# Mad Hatters DIY CO2 System



## essabee (Oct 11, 2006)

I know you all will call me as mad as a ****, for having built this DIY CO2 system.

My system consists of 4X 20 Liter, HDP jerry cans, each having its own 500ml trash traps and is parallel connected through individual flow valves to a central manifold with multiple outlets. The manifold and its outlets have a central stop-cock which can stop all outputs. Each outlet is connected to bubble counter with a flow valve and then to a different aquarium.

Each of the 4 HDP jerry cans are charged with 10 liters of yeast+sugar solution. This allows for a head room of 4X 10 liters= 40 Liters. I normally cut off the flow to my aquariums in the evening and restart it the next morning.
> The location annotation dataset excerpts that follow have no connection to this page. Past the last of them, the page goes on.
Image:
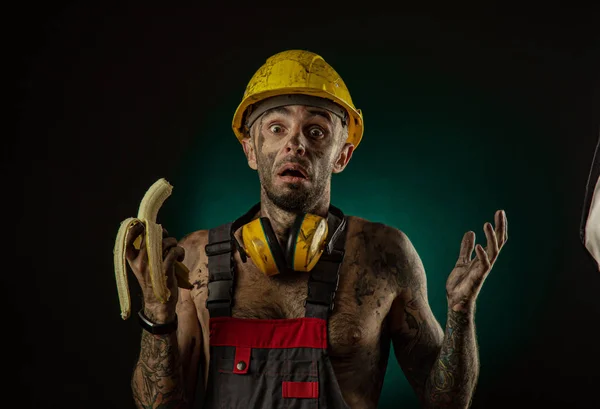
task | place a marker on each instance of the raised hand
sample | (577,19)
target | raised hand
(467,277)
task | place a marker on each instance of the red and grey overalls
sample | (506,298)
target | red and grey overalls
(272,363)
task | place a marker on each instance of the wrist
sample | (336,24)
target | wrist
(155,328)
(159,314)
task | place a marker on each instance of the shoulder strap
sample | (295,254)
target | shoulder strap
(221,264)
(220,271)
(324,277)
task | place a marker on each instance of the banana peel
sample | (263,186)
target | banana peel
(147,214)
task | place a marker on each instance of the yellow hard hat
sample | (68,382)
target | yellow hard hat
(298,72)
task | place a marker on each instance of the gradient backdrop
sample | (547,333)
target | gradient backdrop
(463,116)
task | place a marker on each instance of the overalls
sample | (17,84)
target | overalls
(272,363)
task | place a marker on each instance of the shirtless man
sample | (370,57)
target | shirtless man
(381,297)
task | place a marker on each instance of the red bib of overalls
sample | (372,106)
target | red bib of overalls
(275,363)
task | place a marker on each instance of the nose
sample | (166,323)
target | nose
(296,143)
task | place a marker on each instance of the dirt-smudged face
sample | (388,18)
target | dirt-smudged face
(295,150)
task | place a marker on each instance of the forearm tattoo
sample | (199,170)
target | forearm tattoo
(454,373)
(157,379)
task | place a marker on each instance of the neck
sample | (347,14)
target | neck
(282,220)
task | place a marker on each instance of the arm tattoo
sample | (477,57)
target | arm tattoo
(452,379)
(157,378)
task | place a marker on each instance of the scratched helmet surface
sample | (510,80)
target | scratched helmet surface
(298,72)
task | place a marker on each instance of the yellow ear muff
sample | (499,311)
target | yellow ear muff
(308,243)
(258,248)
(304,248)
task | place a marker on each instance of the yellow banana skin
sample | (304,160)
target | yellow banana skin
(147,214)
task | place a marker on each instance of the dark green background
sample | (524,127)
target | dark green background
(466,111)
(438,157)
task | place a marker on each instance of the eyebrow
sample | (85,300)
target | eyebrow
(313,111)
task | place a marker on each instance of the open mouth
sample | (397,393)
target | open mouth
(292,171)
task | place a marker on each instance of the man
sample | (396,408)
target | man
(261,329)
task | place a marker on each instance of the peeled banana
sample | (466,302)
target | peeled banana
(147,214)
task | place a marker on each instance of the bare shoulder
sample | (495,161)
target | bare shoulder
(193,244)
(387,248)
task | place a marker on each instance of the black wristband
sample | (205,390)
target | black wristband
(156,329)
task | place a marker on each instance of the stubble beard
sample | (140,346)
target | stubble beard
(292,197)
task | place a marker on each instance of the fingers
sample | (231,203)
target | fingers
(501,227)
(466,248)
(483,262)
(131,252)
(492,242)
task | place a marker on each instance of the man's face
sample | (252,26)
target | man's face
(295,149)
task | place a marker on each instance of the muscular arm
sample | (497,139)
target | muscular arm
(442,367)
(166,371)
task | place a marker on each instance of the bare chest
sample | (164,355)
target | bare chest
(355,325)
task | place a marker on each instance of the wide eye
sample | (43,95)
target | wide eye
(276,129)
(316,132)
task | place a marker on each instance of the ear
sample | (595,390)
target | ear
(343,158)
(248,145)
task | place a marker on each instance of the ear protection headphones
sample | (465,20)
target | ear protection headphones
(306,243)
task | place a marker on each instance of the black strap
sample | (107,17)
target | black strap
(220,271)
(324,277)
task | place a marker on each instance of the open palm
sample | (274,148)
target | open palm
(467,277)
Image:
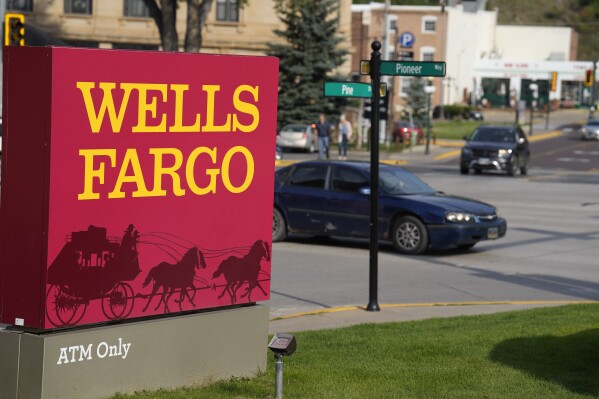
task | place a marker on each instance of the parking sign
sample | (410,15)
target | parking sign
(406,40)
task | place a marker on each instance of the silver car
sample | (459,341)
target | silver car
(590,131)
(297,137)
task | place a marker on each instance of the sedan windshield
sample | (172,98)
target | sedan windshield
(396,181)
(294,128)
(493,135)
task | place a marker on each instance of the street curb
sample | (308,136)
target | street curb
(431,304)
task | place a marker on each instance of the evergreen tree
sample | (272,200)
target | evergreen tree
(416,100)
(307,57)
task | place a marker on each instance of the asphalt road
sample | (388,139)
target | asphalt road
(549,252)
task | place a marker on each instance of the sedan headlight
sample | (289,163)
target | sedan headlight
(460,217)
(504,153)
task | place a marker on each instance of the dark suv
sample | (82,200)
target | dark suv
(503,148)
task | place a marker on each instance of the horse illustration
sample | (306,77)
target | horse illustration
(238,271)
(175,276)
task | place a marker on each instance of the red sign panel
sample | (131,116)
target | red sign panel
(134,184)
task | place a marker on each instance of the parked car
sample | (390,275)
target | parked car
(590,130)
(503,148)
(474,114)
(325,198)
(297,136)
(403,131)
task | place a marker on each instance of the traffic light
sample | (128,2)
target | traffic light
(14,30)
(588,78)
(553,81)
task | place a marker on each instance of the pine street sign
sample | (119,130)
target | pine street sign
(412,68)
(347,89)
(351,89)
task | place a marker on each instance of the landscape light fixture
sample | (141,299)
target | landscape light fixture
(282,345)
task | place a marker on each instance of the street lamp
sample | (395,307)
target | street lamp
(429,89)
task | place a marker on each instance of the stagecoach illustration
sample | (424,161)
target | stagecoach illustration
(93,266)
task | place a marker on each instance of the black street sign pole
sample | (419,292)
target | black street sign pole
(375,75)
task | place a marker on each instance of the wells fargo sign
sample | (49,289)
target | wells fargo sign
(134,184)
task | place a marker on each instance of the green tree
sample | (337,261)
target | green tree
(307,58)
(416,100)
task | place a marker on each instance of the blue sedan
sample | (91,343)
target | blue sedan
(330,198)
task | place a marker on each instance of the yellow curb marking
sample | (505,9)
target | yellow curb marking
(448,154)
(544,136)
(394,162)
(416,305)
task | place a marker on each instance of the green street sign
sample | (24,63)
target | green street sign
(351,89)
(412,68)
(347,89)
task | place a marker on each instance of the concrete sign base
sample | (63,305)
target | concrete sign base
(165,353)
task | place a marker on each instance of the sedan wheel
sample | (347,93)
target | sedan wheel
(409,235)
(524,168)
(279,227)
(513,167)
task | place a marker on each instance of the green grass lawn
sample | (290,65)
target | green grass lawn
(540,353)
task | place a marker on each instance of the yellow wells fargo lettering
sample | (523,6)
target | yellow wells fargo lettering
(180,170)
(130,171)
(148,95)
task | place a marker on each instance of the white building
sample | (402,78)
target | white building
(498,63)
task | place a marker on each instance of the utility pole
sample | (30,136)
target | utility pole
(375,76)
(384,56)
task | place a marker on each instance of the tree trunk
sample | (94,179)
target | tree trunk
(165,17)
(169,37)
(196,16)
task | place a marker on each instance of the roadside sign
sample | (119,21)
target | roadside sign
(406,40)
(351,89)
(553,77)
(347,89)
(405,56)
(412,68)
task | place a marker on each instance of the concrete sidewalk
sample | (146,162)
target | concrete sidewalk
(354,315)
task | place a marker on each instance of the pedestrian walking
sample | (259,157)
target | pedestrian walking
(344,136)
(323,129)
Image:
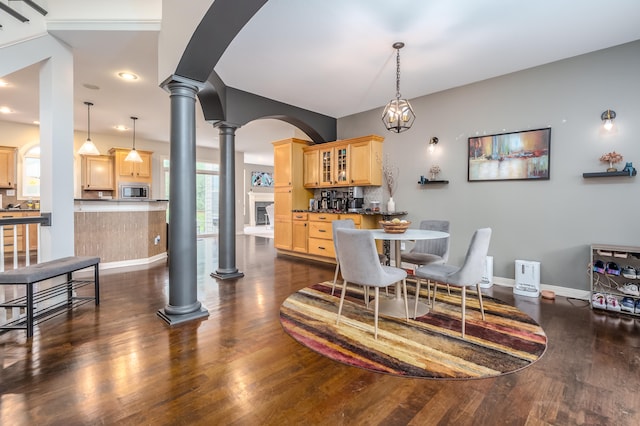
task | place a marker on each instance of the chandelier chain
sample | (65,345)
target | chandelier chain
(398,73)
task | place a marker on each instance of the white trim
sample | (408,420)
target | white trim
(559,291)
(104,25)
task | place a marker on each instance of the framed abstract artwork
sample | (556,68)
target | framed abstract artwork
(261,179)
(522,155)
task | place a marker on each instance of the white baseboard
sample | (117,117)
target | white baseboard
(559,291)
(133,262)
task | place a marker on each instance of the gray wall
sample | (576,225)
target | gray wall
(552,221)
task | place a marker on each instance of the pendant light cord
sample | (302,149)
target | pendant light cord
(88,104)
(398,73)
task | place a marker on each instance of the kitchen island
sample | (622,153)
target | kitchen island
(121,232)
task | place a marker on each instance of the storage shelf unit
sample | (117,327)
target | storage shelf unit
(434,182)
(609,174)
(607,285)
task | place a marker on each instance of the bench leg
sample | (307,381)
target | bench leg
(29,310)
(96,281)
(69,288)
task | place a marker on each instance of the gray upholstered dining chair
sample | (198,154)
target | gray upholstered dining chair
(428,252)
(360,264)
(467,275)
(347,224)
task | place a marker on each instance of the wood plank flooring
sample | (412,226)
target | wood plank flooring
(121,364)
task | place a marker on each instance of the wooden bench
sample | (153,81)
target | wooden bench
(28,276)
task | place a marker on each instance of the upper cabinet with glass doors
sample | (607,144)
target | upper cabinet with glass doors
(349,162)
(7,167)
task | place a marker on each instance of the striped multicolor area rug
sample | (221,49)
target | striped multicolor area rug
(430,346)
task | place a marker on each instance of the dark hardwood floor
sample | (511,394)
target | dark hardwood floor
(121,364)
I am not using sugar only nor bread yeast. I am not using anything unusual either. All inputs are very commonly available in countryside markets and mostly home produced. That’s a different story from the mechanics of my foray into CO2 world.


----------



## John N. (Dec 11, 2005)

This sounds like a monster DIY CO2 system. Would love to see pictures of it. When you stop the flow of CO2 at night where does the pressure go?

-John N.


----------



## essabee (Oct 11, 2006)

John N. said:


> This sounds like a monster DIY CO2 system. Would love to see pictures of it. When you stop the flow of CO2 at night where does the pressure go?
> 
> -John N.


I used the usual leak finder, soap solution, and could no find any. I put a baloon at one end of the outlets, it inflated. I expect the pressure rises inside the system at night. I am looking for pressure gauge to add to the system to understand it better.

As for pictures, yes I will be posting them very soon, as soon I get rid of some glitches.

The system is taking all my observation at present. Building inline reactors for it. Fine tuning the solutions is a long process as I get a chance only once a week for charging. I am using the individual trash traps as individual bubble counter for each jerry can, and keeping data for comparision. Each jerry can has a cycle of 4 weeks, so that too is a time consuming process.

I will post a detailed post once everything is finally stabilised itself. For the present I have only posted to attract some advice that I may need.


----------



## kiwik (Apr 3, 2007)

pictures? im curious.


----------